# [Oracle 10] Datensätze mit long Werten kopieren



## docsmuell (6. Juni 2008)

Hallo alle zusammen,

ich muß Datensätze aus einer Tabelle die (leider) einen long enthält, in eine Zwischentabelle kopieren , Daten verändern und wieder zurückkopieren.

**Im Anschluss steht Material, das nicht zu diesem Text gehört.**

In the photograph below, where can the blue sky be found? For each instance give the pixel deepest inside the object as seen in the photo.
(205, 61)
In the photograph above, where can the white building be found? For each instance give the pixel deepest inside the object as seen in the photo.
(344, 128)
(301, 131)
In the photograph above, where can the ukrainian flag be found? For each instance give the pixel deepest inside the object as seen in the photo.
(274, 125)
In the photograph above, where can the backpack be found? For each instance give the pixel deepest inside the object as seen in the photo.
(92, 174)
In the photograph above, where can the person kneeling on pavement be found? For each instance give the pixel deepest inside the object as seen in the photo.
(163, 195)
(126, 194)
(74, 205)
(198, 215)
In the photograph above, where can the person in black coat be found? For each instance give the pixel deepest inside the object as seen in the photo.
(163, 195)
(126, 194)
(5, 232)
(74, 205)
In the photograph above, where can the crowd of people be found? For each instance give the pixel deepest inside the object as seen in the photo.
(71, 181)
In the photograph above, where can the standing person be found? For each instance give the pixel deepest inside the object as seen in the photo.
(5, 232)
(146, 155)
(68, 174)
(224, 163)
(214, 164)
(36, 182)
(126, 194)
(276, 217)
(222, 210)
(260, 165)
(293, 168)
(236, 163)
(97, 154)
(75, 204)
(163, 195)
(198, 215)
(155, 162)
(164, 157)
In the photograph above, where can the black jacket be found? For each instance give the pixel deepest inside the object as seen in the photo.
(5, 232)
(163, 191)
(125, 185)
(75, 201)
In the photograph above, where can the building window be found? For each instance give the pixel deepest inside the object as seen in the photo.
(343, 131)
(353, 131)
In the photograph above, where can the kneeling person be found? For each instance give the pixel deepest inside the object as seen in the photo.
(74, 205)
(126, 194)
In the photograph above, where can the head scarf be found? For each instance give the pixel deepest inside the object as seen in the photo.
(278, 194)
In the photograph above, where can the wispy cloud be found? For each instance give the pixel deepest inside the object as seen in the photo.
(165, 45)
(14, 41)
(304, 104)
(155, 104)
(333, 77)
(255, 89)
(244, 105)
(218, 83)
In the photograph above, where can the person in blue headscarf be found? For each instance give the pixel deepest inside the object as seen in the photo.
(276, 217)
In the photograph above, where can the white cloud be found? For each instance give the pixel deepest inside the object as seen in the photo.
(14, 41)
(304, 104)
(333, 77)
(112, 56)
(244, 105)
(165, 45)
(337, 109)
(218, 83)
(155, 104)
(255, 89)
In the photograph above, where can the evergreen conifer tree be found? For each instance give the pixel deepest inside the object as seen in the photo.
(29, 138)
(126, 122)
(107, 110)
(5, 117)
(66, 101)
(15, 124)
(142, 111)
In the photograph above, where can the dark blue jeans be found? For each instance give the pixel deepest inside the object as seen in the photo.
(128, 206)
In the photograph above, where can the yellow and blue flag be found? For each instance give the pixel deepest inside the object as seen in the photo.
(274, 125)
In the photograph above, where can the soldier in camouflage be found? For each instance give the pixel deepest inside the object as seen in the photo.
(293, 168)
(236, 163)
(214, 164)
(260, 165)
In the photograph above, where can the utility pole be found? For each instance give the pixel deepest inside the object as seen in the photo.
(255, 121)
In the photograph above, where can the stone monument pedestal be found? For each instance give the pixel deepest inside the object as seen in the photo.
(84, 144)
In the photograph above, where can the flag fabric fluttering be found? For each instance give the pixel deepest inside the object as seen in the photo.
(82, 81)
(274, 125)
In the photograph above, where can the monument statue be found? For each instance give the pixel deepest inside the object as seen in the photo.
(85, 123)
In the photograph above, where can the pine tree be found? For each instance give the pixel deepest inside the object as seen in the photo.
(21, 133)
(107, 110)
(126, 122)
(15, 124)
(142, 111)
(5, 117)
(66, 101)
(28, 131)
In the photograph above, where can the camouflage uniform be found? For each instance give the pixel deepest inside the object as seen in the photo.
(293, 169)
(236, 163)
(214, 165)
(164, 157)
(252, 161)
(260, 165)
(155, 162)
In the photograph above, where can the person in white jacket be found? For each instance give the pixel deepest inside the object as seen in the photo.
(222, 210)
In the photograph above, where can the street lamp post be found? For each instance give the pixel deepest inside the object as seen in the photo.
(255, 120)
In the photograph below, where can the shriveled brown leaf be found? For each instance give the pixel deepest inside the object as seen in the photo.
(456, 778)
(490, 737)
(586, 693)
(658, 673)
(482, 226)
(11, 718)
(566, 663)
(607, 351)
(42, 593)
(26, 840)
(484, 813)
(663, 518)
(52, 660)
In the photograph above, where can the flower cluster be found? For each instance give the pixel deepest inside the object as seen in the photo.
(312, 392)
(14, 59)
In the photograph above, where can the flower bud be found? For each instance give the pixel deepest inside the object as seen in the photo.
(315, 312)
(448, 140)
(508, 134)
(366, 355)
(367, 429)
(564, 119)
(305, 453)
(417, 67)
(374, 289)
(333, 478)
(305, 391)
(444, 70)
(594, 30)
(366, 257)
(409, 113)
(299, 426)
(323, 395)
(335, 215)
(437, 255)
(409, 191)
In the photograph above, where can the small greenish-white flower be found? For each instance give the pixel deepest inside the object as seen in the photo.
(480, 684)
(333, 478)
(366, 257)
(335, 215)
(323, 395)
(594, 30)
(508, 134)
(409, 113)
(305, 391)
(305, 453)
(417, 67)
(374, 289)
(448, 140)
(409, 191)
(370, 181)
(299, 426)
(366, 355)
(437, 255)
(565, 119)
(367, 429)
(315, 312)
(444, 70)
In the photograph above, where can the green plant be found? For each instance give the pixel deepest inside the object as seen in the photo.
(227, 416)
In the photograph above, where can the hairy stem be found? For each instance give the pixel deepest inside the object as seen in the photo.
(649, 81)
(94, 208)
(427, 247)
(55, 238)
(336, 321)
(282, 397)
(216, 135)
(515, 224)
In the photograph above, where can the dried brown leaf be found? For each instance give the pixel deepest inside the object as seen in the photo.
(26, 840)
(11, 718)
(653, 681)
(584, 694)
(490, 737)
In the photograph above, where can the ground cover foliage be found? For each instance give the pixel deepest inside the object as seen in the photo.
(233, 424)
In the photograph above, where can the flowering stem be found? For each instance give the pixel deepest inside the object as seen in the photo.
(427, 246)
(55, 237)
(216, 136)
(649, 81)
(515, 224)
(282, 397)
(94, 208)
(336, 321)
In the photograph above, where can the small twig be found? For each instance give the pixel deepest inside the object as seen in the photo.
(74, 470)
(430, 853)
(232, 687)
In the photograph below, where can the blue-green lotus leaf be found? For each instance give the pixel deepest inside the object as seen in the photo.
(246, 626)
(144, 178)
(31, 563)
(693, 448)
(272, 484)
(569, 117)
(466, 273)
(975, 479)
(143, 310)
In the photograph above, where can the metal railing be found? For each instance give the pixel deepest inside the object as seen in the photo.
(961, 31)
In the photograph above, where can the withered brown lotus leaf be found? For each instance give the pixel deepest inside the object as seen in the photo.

Bekomme dann immer den Oracle Fehler 997.

In sämtlichen Internetquellen ist davon die Rede den Long wert in einen CLOB umzuwandeln.
Wie mache ich das? Und was tue ich wenn ich den Inhalt der Temp Tabelle wieder zurückkopiere?

Hoffe mir kann jemand helfen, vielen Dank im Voraus.


----------



## Albiorix (10. Juni 2008)

Hm, ein paar Anmerkungen bzw. Fragen

1. Warum die Werte in eine temp. Tabelle kopieren, bearbeiten und wieder zurückschreiben? Dafür gibt es doch PL/SQL, da kann man die Daten auch direkt bearbeiten.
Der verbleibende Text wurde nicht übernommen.